As I have written many times, a major source of the harm inherent in the finance sector today, is that its product pushers are allowed to be marketed as advisers to a vulnerable public. The effects are routinely devastating for individuals, and as we have seen writ large since 2008, destabilizing for society as a whole.

Today after 6 years of officially sanctioned mania to push savings farther and farther out the risk curve, the world is poised perfectly to meet financial demise once more. Whether it be towers of empty condos with negative cash flow and understated ‘vacancy rates’, see: The vacant truth about rental condos, or heinously valued dividend-paying securities with crushing capital prospects–sitting ducks are far and wide.

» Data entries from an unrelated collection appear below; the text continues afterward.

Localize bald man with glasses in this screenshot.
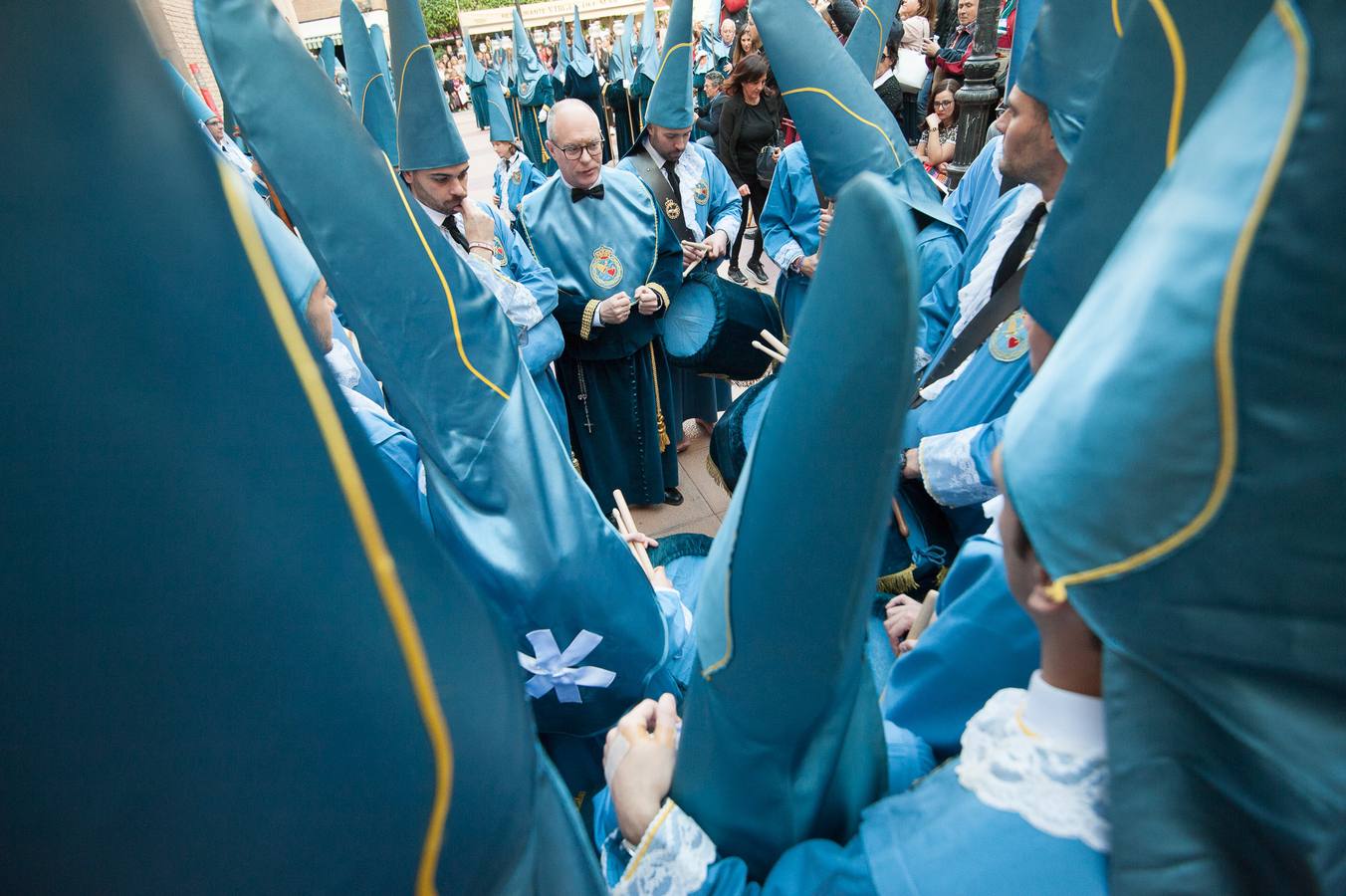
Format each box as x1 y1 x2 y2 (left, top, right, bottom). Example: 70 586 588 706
520 100 682 512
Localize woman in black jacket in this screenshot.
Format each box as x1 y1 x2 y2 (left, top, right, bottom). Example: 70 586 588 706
715 53 781 285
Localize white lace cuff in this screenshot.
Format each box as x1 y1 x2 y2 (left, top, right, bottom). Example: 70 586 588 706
612 799 715 896
921 424 996 507
772 240 803 271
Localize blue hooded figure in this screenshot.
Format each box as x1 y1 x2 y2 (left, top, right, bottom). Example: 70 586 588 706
0 0 603 896
196 0 682 769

Not content with just gouging outrageous profits by incinerating client savings, many financial ‘advisory’ firms are pushing ‘investment’ loans as the very life-blood of their business model. Whether it be extracting equity loans from homes or borrowing against current portfolios via margin loans, the rage of the day proclaims that “rates are attractive”.  Of course, the attraction is for the product pushers, not their customers. See this nauseating update for further insight: Disgusted Wells Fargo Advisor: what hasn’t been said about securities-based lending.

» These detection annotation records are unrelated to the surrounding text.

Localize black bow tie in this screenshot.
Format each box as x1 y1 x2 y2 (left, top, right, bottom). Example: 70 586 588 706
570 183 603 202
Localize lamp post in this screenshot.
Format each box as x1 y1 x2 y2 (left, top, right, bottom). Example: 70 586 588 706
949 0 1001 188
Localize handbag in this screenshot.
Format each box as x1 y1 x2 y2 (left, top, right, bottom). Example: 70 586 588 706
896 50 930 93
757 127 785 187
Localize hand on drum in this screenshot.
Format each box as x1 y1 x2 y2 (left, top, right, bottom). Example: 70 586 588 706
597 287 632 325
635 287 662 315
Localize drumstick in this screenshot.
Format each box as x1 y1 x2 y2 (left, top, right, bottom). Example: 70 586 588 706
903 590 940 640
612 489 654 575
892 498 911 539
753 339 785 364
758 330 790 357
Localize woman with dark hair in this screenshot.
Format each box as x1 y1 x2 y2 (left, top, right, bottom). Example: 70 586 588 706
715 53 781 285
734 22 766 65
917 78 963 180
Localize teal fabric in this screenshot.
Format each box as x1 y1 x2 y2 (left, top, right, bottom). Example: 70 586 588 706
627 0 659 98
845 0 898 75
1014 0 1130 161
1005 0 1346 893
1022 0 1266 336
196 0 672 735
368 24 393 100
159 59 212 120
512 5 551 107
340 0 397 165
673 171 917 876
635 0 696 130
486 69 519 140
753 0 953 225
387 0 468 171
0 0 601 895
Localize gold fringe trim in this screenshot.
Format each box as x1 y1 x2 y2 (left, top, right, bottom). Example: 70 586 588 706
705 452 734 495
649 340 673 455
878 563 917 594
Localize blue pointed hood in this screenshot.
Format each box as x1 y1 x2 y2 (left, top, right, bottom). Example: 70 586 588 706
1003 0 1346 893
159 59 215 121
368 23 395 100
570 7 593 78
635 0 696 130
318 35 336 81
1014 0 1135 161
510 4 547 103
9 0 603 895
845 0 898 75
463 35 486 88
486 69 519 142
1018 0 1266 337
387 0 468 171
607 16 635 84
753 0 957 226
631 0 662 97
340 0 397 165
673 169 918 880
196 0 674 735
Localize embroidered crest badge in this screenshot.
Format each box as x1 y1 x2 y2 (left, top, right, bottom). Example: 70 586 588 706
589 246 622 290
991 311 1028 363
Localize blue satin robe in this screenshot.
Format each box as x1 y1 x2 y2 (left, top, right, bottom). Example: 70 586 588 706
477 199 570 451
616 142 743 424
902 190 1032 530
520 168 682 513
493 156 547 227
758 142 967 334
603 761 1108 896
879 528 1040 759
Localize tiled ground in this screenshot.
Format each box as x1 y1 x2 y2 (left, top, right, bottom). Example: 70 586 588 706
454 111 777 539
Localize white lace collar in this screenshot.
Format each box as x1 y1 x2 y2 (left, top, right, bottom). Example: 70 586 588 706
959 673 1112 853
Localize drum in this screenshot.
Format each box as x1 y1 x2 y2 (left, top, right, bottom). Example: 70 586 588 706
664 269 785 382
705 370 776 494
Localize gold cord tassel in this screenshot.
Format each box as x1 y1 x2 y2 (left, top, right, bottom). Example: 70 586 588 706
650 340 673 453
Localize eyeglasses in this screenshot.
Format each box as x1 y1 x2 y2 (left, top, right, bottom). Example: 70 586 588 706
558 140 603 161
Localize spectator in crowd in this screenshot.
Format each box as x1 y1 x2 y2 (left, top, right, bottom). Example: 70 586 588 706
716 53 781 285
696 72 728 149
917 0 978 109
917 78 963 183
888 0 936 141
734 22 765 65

A Wells Fargo source had this to say, “you would think that the firm did a pretty good job of staying out of trouble when the last crisis nearly destroyed many of its rivals. Yet they keep upping the ante in this area (securities based lending). Not only are there required referrals built into the grid now but there are also built in penalties that nobody has talked about. That seems to be the very definition of ‘product placement’. To be penalized for not making lending referrals has to be an eye opener…

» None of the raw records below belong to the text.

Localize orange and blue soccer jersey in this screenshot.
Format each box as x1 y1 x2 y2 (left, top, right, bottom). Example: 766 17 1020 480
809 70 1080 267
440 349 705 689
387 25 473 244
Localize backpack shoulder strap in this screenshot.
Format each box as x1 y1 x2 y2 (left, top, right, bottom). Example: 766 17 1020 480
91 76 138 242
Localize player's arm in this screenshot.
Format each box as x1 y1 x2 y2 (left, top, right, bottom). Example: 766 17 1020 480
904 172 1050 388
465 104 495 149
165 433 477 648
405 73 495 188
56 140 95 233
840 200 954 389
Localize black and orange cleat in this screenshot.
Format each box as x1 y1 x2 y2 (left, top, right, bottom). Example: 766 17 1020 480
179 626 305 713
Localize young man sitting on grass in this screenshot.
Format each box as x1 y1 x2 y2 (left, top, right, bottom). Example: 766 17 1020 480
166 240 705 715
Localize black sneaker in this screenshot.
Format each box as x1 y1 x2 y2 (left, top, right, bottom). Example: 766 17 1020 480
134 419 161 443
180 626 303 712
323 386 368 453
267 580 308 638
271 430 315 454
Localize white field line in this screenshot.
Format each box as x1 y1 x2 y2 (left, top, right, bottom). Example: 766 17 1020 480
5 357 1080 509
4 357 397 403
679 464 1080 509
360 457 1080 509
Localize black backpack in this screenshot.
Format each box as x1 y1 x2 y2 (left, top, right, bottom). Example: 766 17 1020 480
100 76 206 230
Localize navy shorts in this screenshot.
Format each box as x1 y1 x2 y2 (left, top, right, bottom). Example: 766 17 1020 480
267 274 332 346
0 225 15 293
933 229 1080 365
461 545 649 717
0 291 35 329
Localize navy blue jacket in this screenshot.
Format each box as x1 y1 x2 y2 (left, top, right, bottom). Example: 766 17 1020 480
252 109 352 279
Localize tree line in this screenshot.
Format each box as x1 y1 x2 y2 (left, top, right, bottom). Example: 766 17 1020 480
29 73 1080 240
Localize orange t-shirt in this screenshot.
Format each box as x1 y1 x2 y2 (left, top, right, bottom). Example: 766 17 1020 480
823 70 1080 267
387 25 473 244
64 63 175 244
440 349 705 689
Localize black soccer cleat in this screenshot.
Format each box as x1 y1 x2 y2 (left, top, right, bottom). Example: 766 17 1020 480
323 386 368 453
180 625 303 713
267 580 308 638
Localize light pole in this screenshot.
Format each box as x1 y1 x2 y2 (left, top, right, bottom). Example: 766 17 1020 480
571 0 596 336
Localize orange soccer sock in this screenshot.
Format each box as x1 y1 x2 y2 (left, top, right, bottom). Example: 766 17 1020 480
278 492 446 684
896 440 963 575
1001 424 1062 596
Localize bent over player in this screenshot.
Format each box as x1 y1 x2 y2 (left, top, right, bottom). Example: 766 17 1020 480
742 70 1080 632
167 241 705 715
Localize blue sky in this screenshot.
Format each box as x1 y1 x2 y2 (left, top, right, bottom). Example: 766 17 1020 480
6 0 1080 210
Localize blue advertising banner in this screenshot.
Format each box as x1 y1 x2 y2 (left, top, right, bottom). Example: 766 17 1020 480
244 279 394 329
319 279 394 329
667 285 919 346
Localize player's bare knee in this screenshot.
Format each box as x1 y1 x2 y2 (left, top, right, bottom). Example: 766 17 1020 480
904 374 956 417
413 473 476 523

A second Wells Fargo source was more animated regarding the policy and described the loan incentives…Pushing clients to lever up 60-70 percent or more at the top of the market is the real crime. They are mostly using that money in the same way homeowners levered up their homes with HELOCS. We all know how that turned out. In fact many places market them using that terminology. It’s the same at Yodas favorite shop (UBS) as it is anywhere else. And it’s all about firm profits not client interest. I also laugh out loud when I see an article about banks pushing cards. At one shop you could have earned a super bowl ticket or a trip if you opened enough credit card accounts. A sales assistant can get $100 for each SBL.

Unfortunately this story is not just about Well Fargo, or UBS, but about the mindset and tactics common throughout the financial sector.  The consequences cost all of us.